I agree that line bit confusing, Ruby app doesn't connect with Go service directly, every requests goes through balancer and then nginx router. Nginx routes then using simple location directive. Authentication is not shared, its either token based or Go service act as proxy and send request to Ruby app and modify response received from Ruby app before sending to client(i.e covering html to pdf)


I'm trying to decompose a Ruby monolith into microservices, but is it necessary to change languages? For my use case, I'm less concerned with languages than I am with libraries (AWS library, Sidekiq, Devise, deployment toolchains, etc).


Of course it's not necessary to change language, but one nice thing about microservices is they don't have to be the same language.

You might see significant advantages moving to ruby microservices if you have high traffic and a complex monolithic app which would benefit from being split up.
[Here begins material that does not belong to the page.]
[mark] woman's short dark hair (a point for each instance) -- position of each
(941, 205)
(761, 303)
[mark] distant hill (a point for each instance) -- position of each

They are not a panacea of course as they introduce significant complexity, whatever language they are implemented in - it's a matter of trade-offs and once your monolith reaches a certain size it might be worth splitting it up.

Re libraries, most of the ones you mention have analogues in go or are pretty simple to replace, save AWS, which is apparently coming soon:

AWS - https://aws.amazon.com/blogs/aws/coming-soon-aws-sdk-for-go/

Sidekiq - go myFunc()

Devise - bcrypt.CompareHashAndPassword + the mailer functions

Deployment - Rsync or Ansible - this is simpler in go as all you require are your executable + templates


As they say: "Your new boy/girlfriend is better because you are better."


Going from 12GB to 5MB of memory consumption could probably have been achieved through moving the alerting components to a dedicated Ruby (non-Rails) / Linux script configured to read their queue.

Time taken: 1-2 days.

Their high memory consumption was caused by large numbers of unneeded dependencies (e.g. Rails) included in their alerting components. By refactoring so drastically into a separate Go service, they may have squandered tens of thousands of dollars of company/investor money in retooling, retraining and learning a new environment. Good for the programmers, toxic for the company.


Ruby enthusiasts seem to get apoplectic at any mention of a posting where someone chooses another language over Ruby. I'm sure Ruby is just great at what it does, but aren't we always talking about the right tool for the job?

I don't think anyone disagrees that refactoring and evolving the code would have resulted in gains even if they stayed in Ruby. I'm sure most of us would even agree that if you wrote something, then immediately scrapped it and started over, you might already be able to improve on your original based on some new knowledge you've gained from the experience.

When a company does this, they not only learn new things about the language they are converting to, but they are gaining new and valuable insight into the language they already have used. Posts like this are valuable to all of us because they are sharing their experiences; whether you agree with their choices or not.


If you move from Ruby to Go and this works better for you, then choosing Ruby in the first place might - if it was not about a prototype or getting VC money or only found Ruby developers - be a failure on your part.


Ruby got them customers within the bounds of their time and money budget so it did its job. Nothing in the post suggests they have regrets about it but it would be interesting to hear from them.


Without Ruby we couldn't have build lots of features with such a tiny team. We don't regret and we are not replacing Ruby entirely (just few parts)

85% of our server codebase is still Ruby.


When Ruby can't solve your business problems -> wrong choice. If it can solve your business problems -> wrong choice to move to Go.


Yes, couldn't read find that in the article beside "monolitic baeh"


Requirements change.


Companies that invest in rewriting everything from Ruby into Go instead of working on the business model seem to have a lot of money and a secure future and no competition.